Ich hoffe ich habe mich halbwegsverständlich ausgedrückt ;-)

Danke

AJ
:sc4:


----------



## Lipperlandstern (10 November 2010)

Erstmal gibt es auch Mutingsysteme mit 2 Lichtschranken. Und sogar mit einer Lichtschranke wenn du noch ein anderes Signal herzaubern kannst.

Beim 4fach Muting müssen einmal alle 4 Sensoren belegt sein. Also muss der Abstand so gewählt sein das das kleinste Packstück das noch erfüllt. 

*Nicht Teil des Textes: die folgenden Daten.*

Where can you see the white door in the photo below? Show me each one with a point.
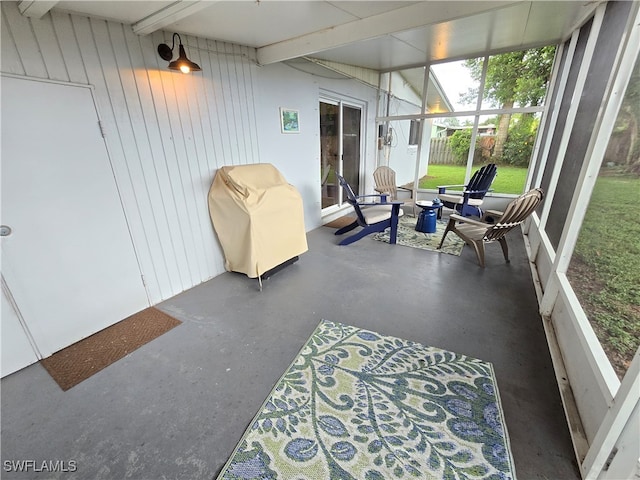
(17, 350)
(74, 269)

Ob es da genaue Bestimmungen zu gibt weiss ich nicht. Dieses Mutingverfahren setzen wir nicht ein ( zu unsicher ;o) )


----------



## AJ67 (11 November 2010)

*Zu unsicher?*

Vielen Dank für die Info! Habe mir schon fast gedacht, dass es dort auf die Grösse des zu erfassenden Objektes ankommt. Falls noch jemand andere Infos hat, bitte her damit!

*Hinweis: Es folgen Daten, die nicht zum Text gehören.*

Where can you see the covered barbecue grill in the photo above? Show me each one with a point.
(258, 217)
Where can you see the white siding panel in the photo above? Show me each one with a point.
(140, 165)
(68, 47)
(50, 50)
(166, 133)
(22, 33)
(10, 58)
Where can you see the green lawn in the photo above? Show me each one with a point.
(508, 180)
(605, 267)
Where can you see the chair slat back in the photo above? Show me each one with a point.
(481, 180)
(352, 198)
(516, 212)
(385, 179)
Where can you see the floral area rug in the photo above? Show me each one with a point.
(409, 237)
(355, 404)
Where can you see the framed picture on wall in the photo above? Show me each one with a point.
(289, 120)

In wie weit ist das denn zu unsicher? Ich behaupte mal das ein 4fach Muting in Betracht auf die Anlagensicherheit gleich oder evtl. sogar höher anzusiedeln ist.
Höchstens in Bezug auf die Prozesssicherheit, könnte es bei falschen Geschwindigkeiten oder falsch eingestellten Überwachungszeiten zum auslösen der Sicherheitseinrichtung kommen.

MFG

AJ


----------



## Lipperlandstern (11 November 2010)

Ich arbeite viel in der Papierindustrie. Dort kommen auf die Paletten oftmals ein Pappdeckel zum schutz.

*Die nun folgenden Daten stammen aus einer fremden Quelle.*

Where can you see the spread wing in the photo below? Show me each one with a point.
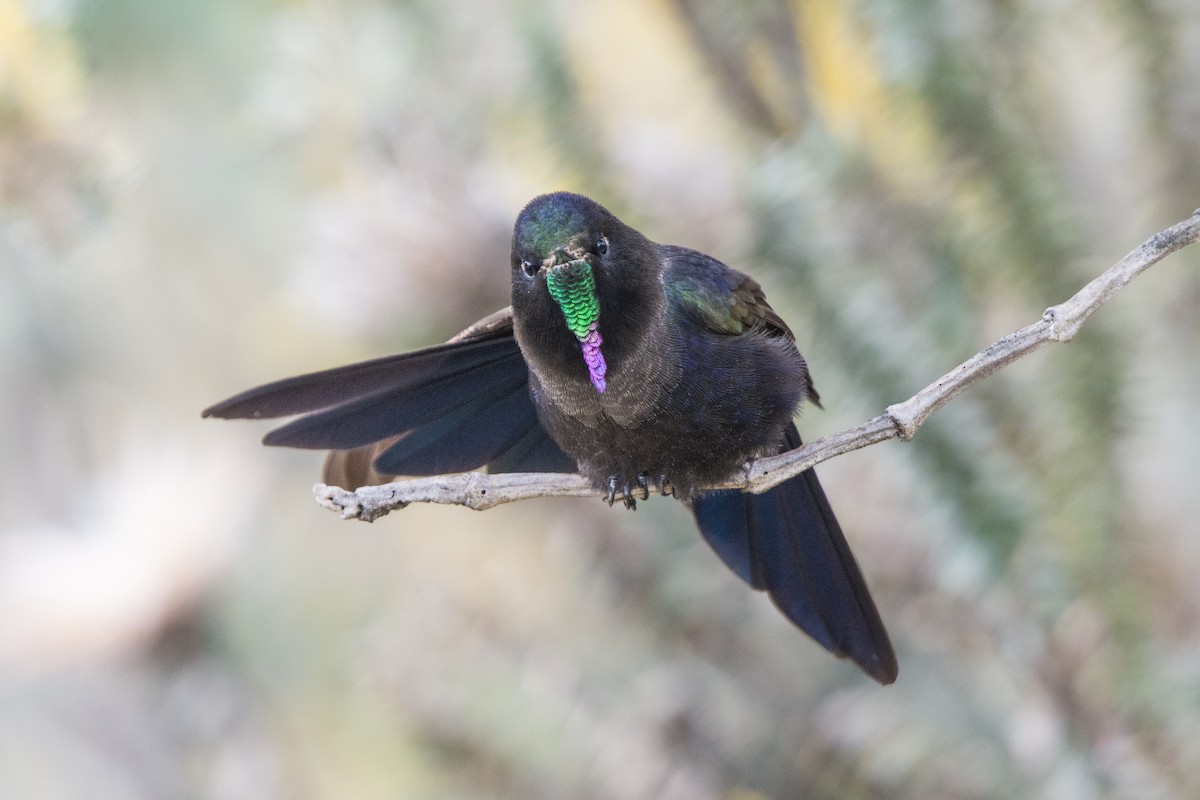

Bei einem Kunden hab ich es erlebt das der Bediener den Deckel vergessen hat. Die Palette fuhr weiter (unter eine Pressstation). Der Bediener hatte den fehlenden Deckel bemerkt, sich einen geschnappt und ist seelenruhig mit dem Deckel in Hand durch das Muting gegangen und hat es sauber überbrückt. Er wusste gar nicht was er da tat da die Anlage relativ neu war. 

Seitdem setzen wir 2 Lichtschranken UND eine Laufmeldung der Bahn ein. Jetzt muss der Bediener sich schon neben der Bahn herquetschen um durch die BWS zu kommen. Bei stehender Bahn kommt er nicht mehr rein .....


----------



## Weschi (12 November 2010)

Die beiden Lichtschranken sind aber Diagonal angeordnet , oder ?
Wir nutzen 2 Lichtschranken generell für reines Hardwaremäßiges Muting ...wenn z.B. ein Quertransportwagen in einen gesicherten Bereich fährt müssen jeweils 2 Lichtschranken geschaltet haben . 
Bei Transporten mit Paletten oder Holzstapeln sichern wir diese auch mit 2 Lichtschranken ab aber zusätlich verarbeiten wir noch n=0 Meldungen um zu Gewährleisten das die Bahnen auch laufen . 
Die Schutzbereiche sind an der Breite / Höhe des Werkstück´s bzw. der Bahn angepaßt , so das es Gewährleistet ist das kein Bediener sich unbemerkt durchquetschen kann . 
In einigen Bereich muten wir anderseits gar nicht , sondern reseten den Lichtvorhang wieder wenn das Werkstück durchgefahren ist . 
Doch in diesem Fall wird vom Bediener der Fahrbefehl erteilt und der Bereich ist zusätzlich mit Schutzgittern verriegelt .


----------



## Safety (12 November 2010)

Hallo, 
es gibt zur Zeit nur C-Normen die darauf eingehen z.B. die 415 Reihe Verpackungsmaschinen. Schaumal beim Beuth da kann man die Inhaltsverzeichnisse herunterladen. Ein guter Normenentwurf der sehr genau auf dieses Thema eingeht ist die DIN CLC TS 62046, hier ist wirklich alles bis ins Detail beschrieben. Oder Du suchst bei der IFA (BGIA) da gibt es auch Dokumente. Eine weitere kostenfreie Lösung ist unser Handbuch downloaden auch der Homepage www.jokabsafety.de


----------



## Safety (12 November 2010)

Habe was vergessen.
Wenn Du die Maschine nach DIN EN ISO 13849-1 berechnen musst, gehört Muting dazu. Siehe auch BGIA Bericht 2/2008.


----------



## AJ67 (12 November 2010)

*Doku der Sicherheitssteuerung*

Hallo!

In unserem Fall ist die BWS und das Muting über eine Flexi Soft Sicherheitssteuerung der Firma SICK realisiert. Ich habe in der Doku der Sicherheitssteuerungssoftware einen Teil zum Muting gefunden. Dort gibt es auch eine Formel zur Berechnung der Abstände. In wieweit dies jetzt der Norm entspricht kann ich natürlich ncht sagen.

Für die jenigen die es interessiert:
Einfach bei Sich die Artikelnummer 8012479 suchen und runterladen. (Flexi Soft Designer Handbuch) Ab Seite 91 wird auf das Muting eingegangen. Auf Seite 108 gibt es eine Formel zur Berechnung der Sensorabstände bei Muting mit sequenziell angeordneten Sensorpaaren.

Ich gebe euch recht, um die Sicherheit noch zusteigern sollte man eine Laufmeldung der Rollenbahn mit einbinden.

Vielen Dank euch allen

AJ


----------